Genetic counselors can help patients consider appropriate responses including early and more frequent screening, lifestyle alterations, certain medications and preventive surgery.

“For example, a patient with a CHEK2 mutation who does not have a family history of ovarian cancer is likely not at a very high risk; the risk of breast cancer increases with the number of cases reported in the family,” says Dr. Langer. “CHEK2 is also associated with a risk of colon cancer, so surveillance colonoscopies are recommended at about twice the usual frequency (one every five years) for patients with colon cancer in their family.”

Early detection is a key factor in survival rates for many cancers. Improved detection and treatment have substantially increased survival rates for women with breast cancer. The National Cancer Institute reports that five-year survival rates increased from 75.2% in 1975 to 90.6% in 2008; death rates fell an average of 1.9% each year from 2004 to 2013. Survival rates for ovarian cancer, which is frequently detected much later than breast cancer, have also improved from 33.7% in 1975 to 46.2% in 2008. The NCI Fact Sheets note that the statistics “are based on large groups of people, they cannot be used to predict exactly what will happen to an individual patient.”
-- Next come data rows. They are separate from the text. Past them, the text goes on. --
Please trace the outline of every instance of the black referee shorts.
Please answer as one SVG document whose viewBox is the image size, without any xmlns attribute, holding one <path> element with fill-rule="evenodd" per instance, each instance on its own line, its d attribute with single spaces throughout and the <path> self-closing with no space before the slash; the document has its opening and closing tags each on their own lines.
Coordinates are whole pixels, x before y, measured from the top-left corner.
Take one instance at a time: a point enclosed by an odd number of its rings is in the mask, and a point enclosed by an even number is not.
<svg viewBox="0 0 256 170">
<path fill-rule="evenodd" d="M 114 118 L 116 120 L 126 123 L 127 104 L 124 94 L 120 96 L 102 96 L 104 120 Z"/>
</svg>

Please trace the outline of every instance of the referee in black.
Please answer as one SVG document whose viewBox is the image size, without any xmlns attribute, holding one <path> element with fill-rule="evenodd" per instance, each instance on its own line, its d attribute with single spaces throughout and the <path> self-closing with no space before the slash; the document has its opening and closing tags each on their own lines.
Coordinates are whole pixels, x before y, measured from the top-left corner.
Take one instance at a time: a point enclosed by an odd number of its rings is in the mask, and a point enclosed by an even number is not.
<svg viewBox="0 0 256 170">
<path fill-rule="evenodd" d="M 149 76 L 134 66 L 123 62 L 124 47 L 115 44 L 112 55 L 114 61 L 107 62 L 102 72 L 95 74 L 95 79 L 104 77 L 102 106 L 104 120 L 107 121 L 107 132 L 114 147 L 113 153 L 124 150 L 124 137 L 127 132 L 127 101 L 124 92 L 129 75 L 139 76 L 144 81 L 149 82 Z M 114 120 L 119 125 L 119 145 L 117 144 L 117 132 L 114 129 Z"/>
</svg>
Dr. Langer says some exciting new treatments have emerged in recent years.

For instance, breast cancer that is HER2 (human epidermal growth factor receptor 2) positive, is often more aggressive and harder to treat with hormone treatments used for other types of breast cancer. A new drug, pertuzumab (Perjeta), was approved by the FDA in 2014. “When we use pertuzumab with standard chemo before surgery … patients can actually feel the cancer shrinking,” says Dr. Langer. “If we do chemo before surgery, we can do ultrasound and other studies to show the treatment is working.”

She says immunotherapy cancer treatments may be “the wave of the future.”

Dr. Langer says that Keytruda, which “made the mass in President Carter’s brain go away, if you remember that story … boosts the immune system to recognize cancer as a foreign cell rather than (part of) self.”

She says these new drugs can have immune-related side effects, but they appear to be effective.

Two parallel developments in ovarian cancer research – targeting and immunotherapy – are also very exciting, according to Dr. Tanja Pejovic, who heads the Gynecologic Cancer Lab at Oregon Health and Science University’s Knight Cancer Institute.

Targeting allows doctors to tailor cancer treatment toward the unique molecular profile of a tumor. That means the very BRCA1 and BRCA2 genetic mutations that make a woman more susceptible to ovarian cancer also make the tumor cells more susceptible to targeted treatment. Women with a BRCA1 or 2 mutation have proteins in their cells that do not perform the DNA repair of normal cells, explains Dr. Pejovic: “The proteins just are not working properly,” making women more likely to develop cancer. Yet those same mutated BRCA proteins make it “easier for chemo to kill the cancer cells.”

Immunotherapy is a parallel development in which cancer vaccines can be targeted to specific proteins. “Almost all ovarian cancer cells have a protein, survivin, in great amounts that is very low in normal cells,” Dr. Pejovic says. “The vaccine marks the protein and activates the immune system to attack those cells with the protein.”

As part of the US Oncology Network, Arizona Oncology is currently running a clinical trial for patients whose breast cancer is triple negative (lacking HER2, estrogen and progesterone). The trial uses standard chemo and an experimental drug before surgery. Information on this and other clinical trials is available at arizonaoncology.com.